Happy Birthday, Peter Tosh
Howard Campbell, Gleaner Writer
Today marks the 67th anniversary of the birth of reggae star Peter Tosh and, like previous years, the landmark will likely pass without fanfare.
However, the University of the West Indies will play host to a symposium called 'Peter Tosh - The Man, the Music and the Message: Celebrating the Life and the Legacy of a True Musical Icon' at the undercroft.
The featured panelists will be Copeland Forbes, former manager for Peter Tosh, Dr Clinton Hutton, musicologist, painter, and lecturer in the Department of Government, and Ras Miguel Lorne, musicologist, attorney at law, and president of the Marcus Garvey People's Political Party. There will also be a special exclusive preview of a forthcoming documentary on Peter Tosh, titled Peter Up Pan Top, directed by Kereen Karim.
In the meantime, Andrew, the singer's son, is preparing to promote his father's music with a new tribute album and tour scheduled to start in November.
Legacy: An Acoustic Tribute To Peter Tosh, was released on iTunes in late September. Andrew Tosh covered 10 of the fiery singer's songs with accompaniment on acoustic guitar from Mikey Chung, who played in his old man's Word, Sound and Power band, Winston 'Bo Pee' Bowen, Daniel 'Danny Axeman' Thompson and Ranoy Gordon.
"What we tried to do is bring an ear to some songs that people don't know, but to me are Peter Tosh classics," Tosh, 47, explained.
That's What They Will Do and Soon Come are among the obscure songs on Legacy. Most, such as Why Must I Cry, Creation and African, are known to fans of Tosh, a founding member of the legendary Wailers band who was murdered by gunmen at his St Andrew home in September 1987.
Legacy is Andrew Tosh's first studio set since another tribute album, 2004's Andrew Sings Tosh. He teams with his uncle and founding Wailer Bunny Wailer on I Am That I Am and with Ky-Mani Marley, son of Bob Marley, on Lessons In My Life.
There has been no shortage of Peter Tosh albums in the last 10 years, including the reissue of his groundbreaking Legalise It and Equal Rights albums by Sony Music in 1999.
The following year, Peter Tosh Live At The One Love Peace Concert was released by JAD Records, which also put out the acoustic I Am That I Am in 2001.
The most ambitious project was Honorary Citizen, a three-CD set released by Sony in 1997.
Tosh says there is a distinct difference between Legacy and those projects.
"They were done by record companies, on this album I selected songs from my father that are special to me," he said.
No easy feat
Following in the footsteps of a man who was arguably reggae's most controversial artiste, is no easy feat. Peter Tosh, along with Bob Marley and Bunny Livingston (Bunny Wailer), were driving forces behind the Wailers for most of the 1960s and early 1970s.

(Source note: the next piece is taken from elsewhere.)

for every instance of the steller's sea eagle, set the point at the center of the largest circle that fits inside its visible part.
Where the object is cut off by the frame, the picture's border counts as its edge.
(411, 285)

Tosh was the most controversial of the trio. He ruffled many a feather with his unapologetic stance on issues including black liberation and the legalisation of marijuana.
Legalise It, Equal Rights, Wanted Dread and Alive and Mama Africa contain some of Tosh's most potent work. His No Nuclear War album, released in the year of his death, won the 1988 Grammy Award for Best Reggae Album.
Andrew Tosh last saw his father alive two weeks before his death. He said he got news of the horrific shooting while he was at a dance in Kingston.
His debut album, Original Man, was released in 1987.
To support Legacy, Tosh will be heading to China, Japan and Africa for shows. He plans to release Eye To Eye, an album of original songs, in early 2011.